See, also, Face v. Hall, 177 Mich. 495. The case of Pratt v. Allegan Circuit Judge, 177 Mich. 558, is upon its facts very similar to the case at bar. Speaking through Mr. Justice STONE, we there said:

"Can it be said that the language above quoted, that the defendants 'did then and there falsely represent and pretended to this affiant that the real estate described in said contract was worth $2,100 cash in the real estate market of the city of Kalamazoo, and that the equity in said contract was well worth the sum of $1,225 cash, and that said real estate described in said deed above mentioned was worth the sum of $300 cash in the real estate market of the city of Kalamazoo, and that each of said pieces would readily sell for the sums above named at any time, and that said sums were a fair cash price for said pieces of real estate,' was mere 'seller's talk,' or may it be said to be the representation of facts which might be relied upon by the purchaser and become an inducing cause of the trade? We are of opinion that the representation that property would readily sell in a certain market at a given price is the representation of an alleged fact, and, where relied upon as here stated, may be made the basis of a false representation."

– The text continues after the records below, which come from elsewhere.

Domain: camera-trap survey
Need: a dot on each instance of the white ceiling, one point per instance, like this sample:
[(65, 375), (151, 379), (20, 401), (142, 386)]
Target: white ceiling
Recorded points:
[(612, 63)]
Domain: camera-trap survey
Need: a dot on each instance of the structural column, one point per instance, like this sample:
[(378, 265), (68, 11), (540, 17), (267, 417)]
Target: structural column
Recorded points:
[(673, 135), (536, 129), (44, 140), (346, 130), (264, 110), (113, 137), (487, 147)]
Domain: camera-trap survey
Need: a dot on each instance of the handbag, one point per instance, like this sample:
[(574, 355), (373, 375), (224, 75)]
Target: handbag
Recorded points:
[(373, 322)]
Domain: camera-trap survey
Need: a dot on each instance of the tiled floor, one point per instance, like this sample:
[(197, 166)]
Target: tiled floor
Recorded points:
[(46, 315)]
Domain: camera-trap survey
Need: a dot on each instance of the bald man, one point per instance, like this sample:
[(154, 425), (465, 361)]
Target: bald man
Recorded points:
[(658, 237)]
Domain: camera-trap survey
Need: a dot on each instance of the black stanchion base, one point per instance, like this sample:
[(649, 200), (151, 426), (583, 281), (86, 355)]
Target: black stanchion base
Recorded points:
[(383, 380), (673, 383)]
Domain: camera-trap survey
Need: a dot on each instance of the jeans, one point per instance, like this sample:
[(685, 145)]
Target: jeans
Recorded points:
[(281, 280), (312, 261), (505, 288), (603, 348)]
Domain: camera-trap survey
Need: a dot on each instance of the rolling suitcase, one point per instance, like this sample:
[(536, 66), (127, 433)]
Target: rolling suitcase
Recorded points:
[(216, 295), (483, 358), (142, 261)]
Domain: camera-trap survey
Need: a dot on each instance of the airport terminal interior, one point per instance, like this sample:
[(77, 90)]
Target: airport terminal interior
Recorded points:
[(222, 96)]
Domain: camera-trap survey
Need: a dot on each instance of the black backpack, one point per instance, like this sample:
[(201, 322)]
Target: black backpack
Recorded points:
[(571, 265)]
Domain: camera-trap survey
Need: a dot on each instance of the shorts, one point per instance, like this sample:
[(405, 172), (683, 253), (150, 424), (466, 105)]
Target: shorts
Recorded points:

An attempt is made by counsel for appellant to distinguish the Pratt Case, but it is asserted that if not distinguishable:

"We are compelled to say that our court has gone farther in its decision of this case than it has in any other adjudicated case in Michigan, and its decision is questionable unless it was intended by the court to lay down a new rule and extend the scope of exceptions to the rule of caveat emptor."

We are of opinion that the cases are not distinguishable and that Pratt v. Allegan Circuit Judge, supra, is in line with our former decisions.

The decree is affirmed.

OSTRANDER, C. J., and BIRD, MOORE, STEERE, FELLOWS, STONE, and KUHN, JJ., concurred.

CRISP v. ANDERSON.

1. WILLS-CONSTRUCTION-INTENTION.

In the construction of a will, the intention of the testator, if possible, should be gathered from the four corners of the instrument, and effect given to such intention if legally possible.

2. SAME.

Where testator by one clause of his will gave to his daughter-in-law five dollars, "which sum is all I wish said M. and any of her blood relations ever to have of my property"; and by another clause gave all the rest, residue, and remainder to his only son, "but I want my son Howard to make such disposition of the property * * * that it shall be kept in the line of the Stafford blood and if any be poor or crippled I would like my said son to favor those first out of said property," held, that it was the intention of testator to give to the son an absolute estate in fee in the property devised, and that he was free to follow his father's wishes or not as he saw fit. See note in 37 L. R. A. (N. S.) 646.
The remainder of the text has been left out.